Vereador suspeita de alinhamento de preço em postos de Monte Aprazível

Comerciantes alegam uniformidade nos preços nas distribuidoras e de custos para negar combinação

O vereador Gilberto dos Santos suspeita que postos de combustíveis de Monte Aprazível pratiquem alinhamento de preços. Por essa razão, indicou à mesa diretora da Câmara que oficie o Ministério Público sobre a desconfiança. Ele alega que na vizinha Tanabi a variação nos preços dos combustíveis chega a R$ 0,30 do posto mais barato para o mais caro.

Ele diz estranhar o fato do preço dos combustíveis em Monte variar apenas R$ 0,01 de um posto para o outro “e isso em todos os combustíveis, seja etanol, gasolina ou óleo diesel. Nos municípios circunvizinhos há uma verdadeira concorrência, a variação de preços é grande, chega a R$ 0,30 e já cheguei a ver variação de até R$ 0,50 no litro de um posto para outro. O combustível de Monte Aprazível é o mais caro da região”.

Ele diz que não pretende com a iniciativa “pegar no pé de donos de postos”, mas espera que essa investigação faça com que “os donos de postos dêem uma explicação lógica à população sobre os preços semelhantes que praticam e que passe a haver uma concorrência real e sadia entre os postos, beneficiando o consumidor”.

Explicação

Os proprietários de postos afirmam que não há alinhamento de preços e que o custo final do combustível é ditado pelo custo operacional do negócio. Eles alegam que em Tanabi existe um posto de uma rede de supermercados que não visa lucro com os combustíveis e sim atrair clientes ao mercado.

O dono de posto Adhemar Ferreira  afirma  não haver alinhamento de preços. “Os valores são semelhantes porque, segundo ele, os preços nas distribuidoras são praticamente iguais e os custos operacionais são iguais.”.

Guilherme Nagata, também dono de posto, diz que a prática de preços semelhantes acontece na maioria das cidades pequenas, “pois os custos operacionais são praticamente os mesmos.” Ele diz que o consumidor pode acompanhar no site da Agência Nacional de Petróleo (www.anp.gov.br) a tabela de preço de custo do combustível por região. “Ninguém aqui está explorando o consumidor, o preço é formulado levando-se em conta os custos operacionais e a qualidade do combustível”.

Guilherme destaca que o preço praticado pelo posto do supermercado em Tanabi está “detonando com os demais, que tentam acompanhá-lo para vender, mas não estão aguentando. Lá se travou uma guerra de preços que está detonando os postos da cidade que vivem só do comércio de combustíveis, o que não é o caso do posto do Proença”, diz.
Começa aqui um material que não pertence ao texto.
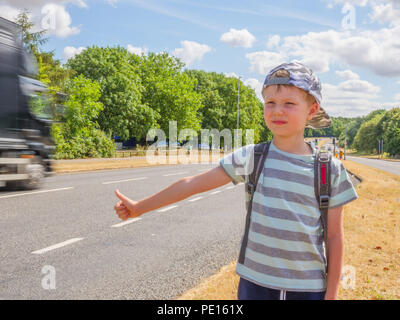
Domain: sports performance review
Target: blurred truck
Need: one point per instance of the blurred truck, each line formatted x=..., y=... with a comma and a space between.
x=25, y=115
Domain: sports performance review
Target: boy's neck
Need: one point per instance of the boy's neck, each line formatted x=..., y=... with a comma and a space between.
x=295, y=145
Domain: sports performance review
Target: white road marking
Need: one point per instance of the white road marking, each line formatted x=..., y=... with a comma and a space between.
x=118, y=225
x=215, y=192
x=195, y=199
x=166, y=209
x=133, y=179
x=58, y=245
x=174, y=174
x=34, y=192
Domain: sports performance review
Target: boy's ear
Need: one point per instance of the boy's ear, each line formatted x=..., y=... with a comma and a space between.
x=313, y=110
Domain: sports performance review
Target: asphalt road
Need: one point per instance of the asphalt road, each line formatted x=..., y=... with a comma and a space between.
x=159, y=256
x=65, y=241
x=389, y=166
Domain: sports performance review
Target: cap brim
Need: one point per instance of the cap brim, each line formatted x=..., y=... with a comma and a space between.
x=320, y=120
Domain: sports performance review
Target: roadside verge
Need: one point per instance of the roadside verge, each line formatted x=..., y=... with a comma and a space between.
x=372, y=227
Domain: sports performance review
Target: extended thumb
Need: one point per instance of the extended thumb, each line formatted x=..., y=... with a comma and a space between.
x=120, y=195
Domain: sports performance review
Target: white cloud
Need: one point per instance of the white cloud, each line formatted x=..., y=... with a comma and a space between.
x=273, y=41
x=49, y=15
x=191, y=51
x=238, y=38
x=70, y=52
x=385, y=13
x=348, y=75
x=137, y=50
x=256, y=86
x=8, y=12
x=352, y=98
x=262, y=62
x=376, y=50
x=57, y=21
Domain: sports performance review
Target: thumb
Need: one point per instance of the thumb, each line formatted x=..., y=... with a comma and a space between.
x=123, y=198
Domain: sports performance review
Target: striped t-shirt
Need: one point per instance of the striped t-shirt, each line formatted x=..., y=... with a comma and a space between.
x=285, y=249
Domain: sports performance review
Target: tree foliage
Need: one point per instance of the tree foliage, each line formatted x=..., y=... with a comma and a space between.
x=79, y=136
x=117, y=72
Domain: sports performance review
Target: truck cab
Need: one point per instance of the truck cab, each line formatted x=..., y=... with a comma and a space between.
x=25, y=115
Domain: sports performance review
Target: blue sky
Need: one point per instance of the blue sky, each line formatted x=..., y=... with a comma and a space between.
x=351, y=45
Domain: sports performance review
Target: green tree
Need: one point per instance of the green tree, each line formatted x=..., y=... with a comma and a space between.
x=366, y=139
x=79, y=136
x=220, y=102
x=169, y=91
x=390, y=124
x=117, y=72
x=31, y=40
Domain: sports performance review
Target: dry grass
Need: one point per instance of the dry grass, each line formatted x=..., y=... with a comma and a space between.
x=131, y=162
x=372, y=226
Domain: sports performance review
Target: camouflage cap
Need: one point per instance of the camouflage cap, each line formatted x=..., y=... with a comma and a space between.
x=302, y=77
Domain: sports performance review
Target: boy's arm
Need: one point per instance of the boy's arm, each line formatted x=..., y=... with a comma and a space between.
x=181, y=189
x=335, y=251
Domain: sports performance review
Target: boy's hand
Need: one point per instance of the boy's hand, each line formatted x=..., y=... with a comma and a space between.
x=125, y=208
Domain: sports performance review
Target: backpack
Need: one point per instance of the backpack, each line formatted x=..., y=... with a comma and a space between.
x=322, y=187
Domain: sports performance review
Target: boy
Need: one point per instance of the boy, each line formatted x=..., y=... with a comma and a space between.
x=284, y=256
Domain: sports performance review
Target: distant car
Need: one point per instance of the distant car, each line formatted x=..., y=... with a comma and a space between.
x=203, y=146
x=161, y=144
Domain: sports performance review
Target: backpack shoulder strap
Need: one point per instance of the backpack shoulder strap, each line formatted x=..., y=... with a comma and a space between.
x=322, y=188
x=260, y=154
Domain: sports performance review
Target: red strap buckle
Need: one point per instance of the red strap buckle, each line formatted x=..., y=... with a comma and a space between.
x=323, y=173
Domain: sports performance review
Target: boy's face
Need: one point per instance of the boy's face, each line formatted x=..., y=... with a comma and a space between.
x=287, y=111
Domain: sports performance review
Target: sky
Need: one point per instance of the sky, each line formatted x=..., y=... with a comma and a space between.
x=353, y=46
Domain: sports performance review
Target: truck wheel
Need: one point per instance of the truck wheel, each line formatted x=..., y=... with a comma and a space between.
x=36, y=172
x=36, y=175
Guilherme diz entender a preocupação do vereador, mas acredita que ele está se envolvendo em uma área que desconhece. “Já que se preocupa tanto com o preço dos combustíveis na cidade, o vereador deveria verificar o motivo pelo qual a prefeitura está comprando diesel de uma distribuidora de Rio Preto a preço de bomba. Se tivesse feito uma licitação com os postos da cidade obteria cerca de R$ 0,20 mais barato no litro. Isso sim merece uma investigação”, enfatiza.

Luiz Henrique de Lima Vergílio, do Stop Auto Posto, concorda com os colegas. Ele diz que quem dita o preço de combustível hoje em Tanabi é o posto do supermercado “que não tem interesse em lucrar com a atividade porque essa não é sua principal atividade, mas sim atrair clientes para o supermercado”.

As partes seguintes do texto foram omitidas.